Hayden finally gave up.
“It was hard and frustrating, and I couldn’t do it very well,” he said.
Hayden and the rest of the fourth-grade class at Griffin Creek Elementary School last week participated in a series of simulations intended to teach students what it’s like to live with a disability.
The exercises are part of the Medford School District’s Ability Awareness Campaign, which was proposed by the Special Education Parent Outreach Committee.
“We call it ‘Ability Awareness,’ because we want kids to focus on the fact that we all have abilities even though we’re different,” said special education specialist Vanessa Campbell. “It’s about acceptance and awareness.”
Over the course of the next month, Campbell will visit all 14 elementary schools in the district to talk to fourth-graders about different types of disabilities and conduct simulations so they have a better understanding of the challenges facing people with disabilities.

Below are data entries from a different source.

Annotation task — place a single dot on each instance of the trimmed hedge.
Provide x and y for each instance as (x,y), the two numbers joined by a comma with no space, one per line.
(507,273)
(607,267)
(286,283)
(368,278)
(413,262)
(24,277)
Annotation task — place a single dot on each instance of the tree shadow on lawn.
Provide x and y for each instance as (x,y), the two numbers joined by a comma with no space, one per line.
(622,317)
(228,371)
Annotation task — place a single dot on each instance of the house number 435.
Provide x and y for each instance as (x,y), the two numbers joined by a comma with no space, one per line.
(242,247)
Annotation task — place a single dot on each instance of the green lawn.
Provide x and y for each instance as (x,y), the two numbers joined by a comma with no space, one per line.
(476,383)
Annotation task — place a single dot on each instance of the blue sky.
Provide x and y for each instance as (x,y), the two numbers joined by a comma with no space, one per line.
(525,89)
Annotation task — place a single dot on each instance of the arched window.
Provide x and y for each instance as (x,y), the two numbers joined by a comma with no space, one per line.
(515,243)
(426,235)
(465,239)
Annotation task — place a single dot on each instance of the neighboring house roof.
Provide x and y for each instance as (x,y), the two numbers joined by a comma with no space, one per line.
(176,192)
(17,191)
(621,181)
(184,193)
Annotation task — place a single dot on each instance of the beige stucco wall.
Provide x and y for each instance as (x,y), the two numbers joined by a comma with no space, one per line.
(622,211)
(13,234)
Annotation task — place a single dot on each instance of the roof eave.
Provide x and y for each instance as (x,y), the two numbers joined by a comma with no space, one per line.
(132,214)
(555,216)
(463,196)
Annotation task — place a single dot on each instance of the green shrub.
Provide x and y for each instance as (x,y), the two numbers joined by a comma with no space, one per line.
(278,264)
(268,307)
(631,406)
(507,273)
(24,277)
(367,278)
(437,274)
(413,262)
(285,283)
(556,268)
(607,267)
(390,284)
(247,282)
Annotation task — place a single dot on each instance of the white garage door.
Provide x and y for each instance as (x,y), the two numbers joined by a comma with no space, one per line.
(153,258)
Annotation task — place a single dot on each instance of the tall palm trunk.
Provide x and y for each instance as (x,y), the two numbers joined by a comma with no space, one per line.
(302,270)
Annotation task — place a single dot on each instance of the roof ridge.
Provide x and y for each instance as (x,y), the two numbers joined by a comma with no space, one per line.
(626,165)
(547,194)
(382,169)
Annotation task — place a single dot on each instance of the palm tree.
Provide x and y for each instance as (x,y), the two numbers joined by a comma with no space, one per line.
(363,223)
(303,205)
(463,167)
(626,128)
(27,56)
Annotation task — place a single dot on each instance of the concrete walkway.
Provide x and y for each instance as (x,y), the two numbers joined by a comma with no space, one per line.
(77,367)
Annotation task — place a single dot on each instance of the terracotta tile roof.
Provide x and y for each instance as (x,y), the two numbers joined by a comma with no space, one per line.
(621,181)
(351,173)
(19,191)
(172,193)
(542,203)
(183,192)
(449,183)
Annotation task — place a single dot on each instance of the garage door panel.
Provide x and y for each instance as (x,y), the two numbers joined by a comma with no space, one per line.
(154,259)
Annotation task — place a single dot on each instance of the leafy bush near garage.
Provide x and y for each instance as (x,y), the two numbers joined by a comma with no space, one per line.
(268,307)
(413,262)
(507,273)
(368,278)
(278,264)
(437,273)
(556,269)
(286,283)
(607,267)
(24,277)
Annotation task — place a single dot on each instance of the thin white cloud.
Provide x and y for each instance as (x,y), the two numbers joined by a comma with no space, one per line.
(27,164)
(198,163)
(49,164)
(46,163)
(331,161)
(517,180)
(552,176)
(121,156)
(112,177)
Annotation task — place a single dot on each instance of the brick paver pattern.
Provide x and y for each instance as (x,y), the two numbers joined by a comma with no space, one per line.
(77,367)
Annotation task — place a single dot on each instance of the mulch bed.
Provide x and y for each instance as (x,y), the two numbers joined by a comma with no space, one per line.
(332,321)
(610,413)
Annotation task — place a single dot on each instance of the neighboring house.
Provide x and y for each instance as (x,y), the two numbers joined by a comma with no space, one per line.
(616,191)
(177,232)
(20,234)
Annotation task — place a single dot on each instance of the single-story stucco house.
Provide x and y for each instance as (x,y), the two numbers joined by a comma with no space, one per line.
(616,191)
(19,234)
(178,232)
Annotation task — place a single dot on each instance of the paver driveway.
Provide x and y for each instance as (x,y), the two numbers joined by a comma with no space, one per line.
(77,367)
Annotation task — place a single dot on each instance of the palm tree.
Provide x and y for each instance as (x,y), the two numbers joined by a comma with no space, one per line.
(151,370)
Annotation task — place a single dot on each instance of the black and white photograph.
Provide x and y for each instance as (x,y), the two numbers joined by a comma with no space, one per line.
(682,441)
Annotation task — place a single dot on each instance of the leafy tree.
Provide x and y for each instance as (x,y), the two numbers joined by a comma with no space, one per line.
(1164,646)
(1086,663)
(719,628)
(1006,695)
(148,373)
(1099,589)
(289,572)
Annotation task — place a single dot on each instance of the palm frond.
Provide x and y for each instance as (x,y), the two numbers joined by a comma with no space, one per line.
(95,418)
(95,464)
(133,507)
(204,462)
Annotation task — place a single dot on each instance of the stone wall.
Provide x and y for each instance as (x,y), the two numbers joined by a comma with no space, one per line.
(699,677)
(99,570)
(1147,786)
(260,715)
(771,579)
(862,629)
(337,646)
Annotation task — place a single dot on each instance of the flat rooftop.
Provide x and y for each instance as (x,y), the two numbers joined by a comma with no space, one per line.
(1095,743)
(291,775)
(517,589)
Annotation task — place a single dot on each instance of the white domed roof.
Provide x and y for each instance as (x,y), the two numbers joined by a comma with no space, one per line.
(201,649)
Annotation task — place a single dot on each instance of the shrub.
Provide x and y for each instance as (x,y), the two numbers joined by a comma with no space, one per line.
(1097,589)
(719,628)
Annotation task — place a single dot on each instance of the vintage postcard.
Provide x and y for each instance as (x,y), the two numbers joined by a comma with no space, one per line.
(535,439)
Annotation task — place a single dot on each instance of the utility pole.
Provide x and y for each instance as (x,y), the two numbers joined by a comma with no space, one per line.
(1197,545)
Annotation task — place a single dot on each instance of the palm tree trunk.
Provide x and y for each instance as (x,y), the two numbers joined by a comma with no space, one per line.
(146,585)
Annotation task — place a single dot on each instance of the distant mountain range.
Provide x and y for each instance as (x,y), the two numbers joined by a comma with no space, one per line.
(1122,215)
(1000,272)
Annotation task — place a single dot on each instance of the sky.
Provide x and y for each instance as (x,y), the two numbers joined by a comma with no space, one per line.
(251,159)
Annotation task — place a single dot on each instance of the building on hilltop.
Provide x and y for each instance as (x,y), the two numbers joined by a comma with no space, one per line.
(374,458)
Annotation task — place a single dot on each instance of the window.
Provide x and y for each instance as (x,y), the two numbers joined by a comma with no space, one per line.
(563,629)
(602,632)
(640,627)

“Some kids had judgmental preconceptions about disabilities, and I challenged them to think about them differently and not use the words ‘weird’ or ‘wrong,’” Campbell said.
The fourth-graders learned about Helen Keller, Joni Eareckson Tada and other people with disabilities, including some of their favorite celebrities – Justin Timberlake, who has attention deficit hyperactivity disorder, Orlando Bloom, who has a learning disability, and Cameron Diaz, who has obsessive compulsive disorder.
Following Campbell’s presentation at Griffin Creek Elementary, the fourth-graders participated in a variety of exercises that exposed them to some of the challenges facing people with disabilities.
At one “learning station,” the students had to tie a pair of shoes while wearing gloves so they could better understand how a person’s coordination is affected by Parkinson’s disease, cerebral palsy and other physical conditions.
The students also were asked to trace shapes and read letters using a mirror, write their name without using their hands, pour water while blindfolded, use a mouth stick and gestures to communicate and spell their name with Braille.